A new incoming government needs a public service that advises but does not obstruct or sabotage Parliament’s programme. Even the perception that it might do so is a problem. Lack of trust between the Minister and the agency impedes effective government.
Countries such as Germany and the United States address these issues differently. They allow a new government to appoint its own people to the leadership positions in government agencies. That solves the trust and incentive problem.
It takes a lot of self-discipline under the Westminster system for the public service to maintain the perception that it is politically neutral. Cabinet ministers in a new government have likely been in opposition parties for two or more parliamentary terms. Some will have become suspicious of public sector neutrality. They have spent years watching senior public servants defending their Minister’s policies as best they can, while trying to remain impartial.
Some in the new government may suspect that some public servants are privately politically partisan. Indeed, they may be, but if they are professional they can still serve the next government well.
When a senior public servant feels unable to work with a current government, the correct thing for that person to do is to resign. It is the Minister who should stay.
Under our system, heads of government agencies who speak up on contentious public policy matters in an election year put their agency’s future effectiveness at risk. When I was a greenhorn Treasury official in the 1970s, the then Secretary to the Treasury, Henry Lang, was very clear that he would not give a public presentation to any audience in an election year.
The wisdom of that precaution soon become obvious. The 1975 general election was in good part a political fight over the funding of national superannuation.

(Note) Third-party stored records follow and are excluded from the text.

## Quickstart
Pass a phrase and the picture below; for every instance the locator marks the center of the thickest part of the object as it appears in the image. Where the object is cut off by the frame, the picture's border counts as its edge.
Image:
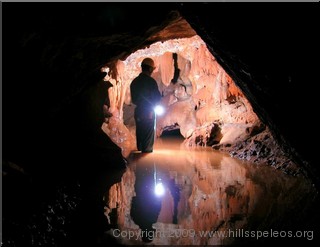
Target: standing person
(145, 95)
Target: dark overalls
(145, 95)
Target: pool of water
(179, 195)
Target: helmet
(148, 61)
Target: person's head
(147, 65)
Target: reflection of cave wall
(215, 194)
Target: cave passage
(175, 194)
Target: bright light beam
(159, 110)
(159, 189)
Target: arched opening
(198, 95)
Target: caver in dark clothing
(145, 95)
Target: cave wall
(203, 94)
(50, 60)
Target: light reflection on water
(203, 190)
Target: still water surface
(198, 196)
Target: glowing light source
(159, 189)
(159, 110)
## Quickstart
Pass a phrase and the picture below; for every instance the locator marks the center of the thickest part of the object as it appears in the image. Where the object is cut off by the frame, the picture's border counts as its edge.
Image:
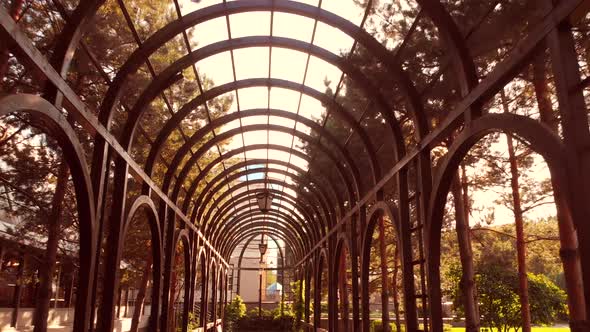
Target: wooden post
(57, 279)
(17, 291)
(576, 136)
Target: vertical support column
(317, 294)
(354, 261)
(576, 136)
(204, 294)
(406, 257)
(307, 292)
(169, 251)
(16, 295)
(113, 250)
(332, 286)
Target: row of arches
(325, 223)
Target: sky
(290, 65)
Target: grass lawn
(535, 329)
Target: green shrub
(235, 310)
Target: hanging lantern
(264, 200)
(262, 248)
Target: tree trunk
(172, 302)
(472, 322)
(384, 284)
(519, 223)
(567, 233)
(53, 234)
(140, 298)
(16, 10)
(546, 112)
(395, 294)
(342, 277)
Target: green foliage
(265, 323)
(298, 303)
(377, 326)
(235, 310)
(193, 322)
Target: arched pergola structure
(209, 203)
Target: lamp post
(260, 292)
(264, 199)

The opposition National party proposed to replace Labour’s implemented fully funded scheme by an unfunded scheme. During the campaign National’s leader, Robert Muldoon, ominously noted Lang’s original support for a fully funded scheme. That raised a doubt as to whether Muldoon would work with Lang.
In the event, National was elected in 1975 and Muldoon and Lang were able to work together professionally and constructively. National’s unfunded ‘pay-as-you-go’ scheme is still the one we have today.

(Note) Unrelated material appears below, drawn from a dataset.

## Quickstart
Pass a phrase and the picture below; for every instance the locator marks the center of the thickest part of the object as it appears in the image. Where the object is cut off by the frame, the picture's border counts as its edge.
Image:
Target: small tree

This anecdote illustrates why it is dicey under our system for top public servants to speak out on controversial party-political issues. They can give unpalatable advice, but they need to accept the government’s right to decide and avoid subsequently attacking the decision. (Lang had an orthodox public policy rationale for supporting the fully-funded superannuation option when Labour was proposing it. He did not enter the subsequent political debate.)
From a traditional perspective, Campbell’s dismissal is positive. It is a lesson to others in high positions to remember their institutional responsibilities.

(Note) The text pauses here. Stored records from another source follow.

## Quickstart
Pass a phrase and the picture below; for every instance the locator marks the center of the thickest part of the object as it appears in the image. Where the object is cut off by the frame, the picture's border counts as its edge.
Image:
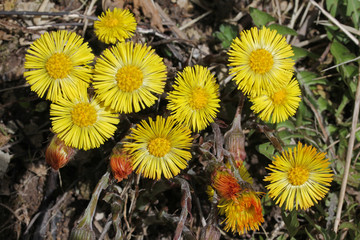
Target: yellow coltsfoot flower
(59, 65)
(195, 98)
(82, 123)
(277, 106)
(260, 60)
(115, 25)
(128, 76)
(299, 177)
(160, 147)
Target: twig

A more troubling perspective is that the support for Campbell is further evidence that our Westminster tradition is on its way out.
Following are some of the symptoms of its decline. Public sector tenure at the top is no longer a sinecure. Appointment on merit was hoped for. But that now seems to be subservient to many political considerations, such as compliance with prevailing attitudes to diversity, inequality, climate change, and Treaty issues.
Dr Michael Cullen grossly violated the Westminster convention that a Minister does not publicly attack his own department when he was Minister of Finance. (He dismissed, as an “ideological burp”, Treasury’s mainstream, empirically robust advice that higher marginal tax rates have disincentive effects.) He is far from alone in undermining that convention.
It is also troubling that government agencies now openly advocate policy agendas for themselves. They write aspirational ‘visions’ of what they think would be good for New Zealanders–if no other goals had to be sacrificed in the process. Yet $5 million spent on one ‘worthy’ thing could, for example, have been spent on road safety to save one statistical human life. To ignore cost is to fail to take community wellbeing seriously.
Partisan advocacy is self-serving, but many government agencies represent a partisan interest.
The weakness of the public service is also evident in its increasing use of external contractors and consultants. This is despite the growth in public service numbers greatly exceeding population growth since 2000. Those developments suggest a failure to employ on merit.
Together these are symptoms of malaise. The “why” question asks about causes. Answering that question is important, but not easy. Responsibility lies variously with the Public Service Commission, portfolio Ministers, Parliament, and voters.
An overtly politicised system empowers capable, well-grounded and well-informed Ministers who know what needs to be done. It may work less well than a public service in the Westminster tradition in the case of Ministers who lack those virtues. Or it may not.
Either way, New Zealand apparently faces a choice between the politically neutral public service model and an explicitly politicised one. But is a return to the Westminster tradition possible?
Consideration of these issues needs more analysis and much more public debate.